Thanks for the repost - a good choice of place to continue the conversation!
The Graphite/Whisper stuff looks really good.
Whisper [u]is[/u] good, because you can, if you like, just run it as a round-robin database, putting a limit on the maximum duration you're ever interested in, [u]or[/u] you can aggregate the data gracefully over time, reducing the resolution but increasing the maximum time limit. All I've done is to translate it to Lua from Python.
What's the plan for importing existing dataMine data. The data conversion is easy enough but through what method will the user experience the import process? Or would you write a "custom finder"?
There's two ways to go here (not mutually exclusive):
[ol][li]data conversion - as you’ve mentioned, could be en bloc or on an as-needed basis. I’ve found my dataMine archive getting rather ragged as old devices go and new ones replace them. Selective conversion makes sense. Obviously some user involvement here to choose what’s wanted.[/li]
[li]database federation - quite possible to add a thin layer which makes it invisible whether the data is in Whisper or dataMine. That way, with almost no user involvement, you could ensure that the old data is still available through the new interface.[/li][/ol]
How will meta data be handled? For example dataMine knows what category of energy consumption a device falls into eg HVAC, Whole_House, Entertainment.... Plus data offsets can be applied to data to calibrate it.
An excellent question! Again, two answers:
[ol][li]device category - In EventWatcher, I tried to use Vera’s device categorization, but it falls short because it is not applied uniformly (or at all, in some cases.) The only categorization which is reliable is the device / serviceId / variable parameter group as used in luup.variable_set or get. The Graphite/Whisper database presents a tree-structured hierarchy which maps directly onto this. I’m using a namespace of the form: [tt]Vera-serialNo.deviceNo.serviceId.variable[/tt], so there’s no ambiguity about which variable (eg. Watts) belongs to which device. Wildcards are also allowed in some contexts, so [tt]Vera-12345678.*.urn:micasaverde-com:serviceId:EnergyMetering1.Watts[/tt] refers to all the power variables on that machine.
[/li]
[li][tt]other metadata[/tt] - Chris’s philosophy for dataMine was that raw data was sacrosanct and shouldn’t be changed. The offsets and filters are just a layer above that in the graphics. Same will apply here, but it may need a bit more care since an erroneous reading will get propagated through the Whisper aggregation process as the data ages. Indeed, a separate ‘database’ will be needed for this metadata… MySQL ??? (no, only joking, I currently plan to retain the same metadata files as dataMine)[/li][/ol]

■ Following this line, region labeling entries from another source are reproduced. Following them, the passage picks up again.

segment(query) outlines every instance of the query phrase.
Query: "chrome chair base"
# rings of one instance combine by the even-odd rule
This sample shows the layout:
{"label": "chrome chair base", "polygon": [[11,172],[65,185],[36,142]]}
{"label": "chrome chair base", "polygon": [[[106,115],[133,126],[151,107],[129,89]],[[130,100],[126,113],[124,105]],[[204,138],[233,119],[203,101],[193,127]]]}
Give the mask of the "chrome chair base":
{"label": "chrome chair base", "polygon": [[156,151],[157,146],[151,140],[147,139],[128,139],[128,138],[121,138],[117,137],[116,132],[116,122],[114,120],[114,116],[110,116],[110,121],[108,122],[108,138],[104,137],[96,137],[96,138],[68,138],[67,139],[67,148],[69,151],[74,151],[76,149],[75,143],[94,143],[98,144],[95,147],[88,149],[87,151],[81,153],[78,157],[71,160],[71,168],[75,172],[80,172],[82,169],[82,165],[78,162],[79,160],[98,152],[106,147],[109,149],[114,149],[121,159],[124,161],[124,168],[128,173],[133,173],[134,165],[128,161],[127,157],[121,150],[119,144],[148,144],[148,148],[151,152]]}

Also what hardware do you see this software running on - that supports Apache, Python, etc?
Well, my initial requirement was just Vera. All the above sounds rather heavy, but in fact it's not at all. Obviously the data collection front-end has to run on Vera and I'm currently testing a version which: is ~200 lines long; doesn't run as a plugin so doesn't need its own stack space; doesn't need any file system (eg. CIFS or USB) to get the data off Vera; is fully configurable over HTTP; writes UDP packets to syslog and another data logging port. The output is designed to feed easily into: StatsD, RRD, Graphite, syslog, ...
The design route I’ve been following ensures a modular structure with standard interfaces, so whilst, like dataMine, it could all run on Vera, it equally well could be split across multiple, inhomogeneous, systems. I currently have three front-end acquisitions feeding into one syslog and another UDP socket for archival storage (but not yet connected up). The graphics from dmDBserver, or EventWatcher, are very light-weight too and the rendering is done in browser itself. The translated Whisper database is pure Lua so will run anywhere.
I can imagine this running on a NUC, that's say recording TV programs for me and simultaneously talking to any number of Veras and any other enabled equipment.
Whatever takes your fancy.
Given the number of reboots I experience, I worry about what would happen if Vera lost contact with the database. Any chance of caching the data for a day or so / sounding the alarm when the link dies.
Once again, the acquisition doesn't rely on a file system, so if Vera's up (and your network) then all should be well. You could also have a local database, but I haven't thought about synchronisation on network restarts in such a configuration.
Sorry for all the questions - this looks very promising ...
The questions are fine - I'm not sure whether the answers do them justice, so ask again if not clear.
...but will certainly require the user have a high level of knowledge re: computers.
No, I think you're wrong. The plan is that out-of-the-box this will be easier than dataMine if you just want to do a plain Vera install. If you're capable, though (and I assume that someone running a NAS with mySQL or an external server will be) then lots of configurations might be possible. The plan to easily interface to existing tools means that we don't have to roll our own.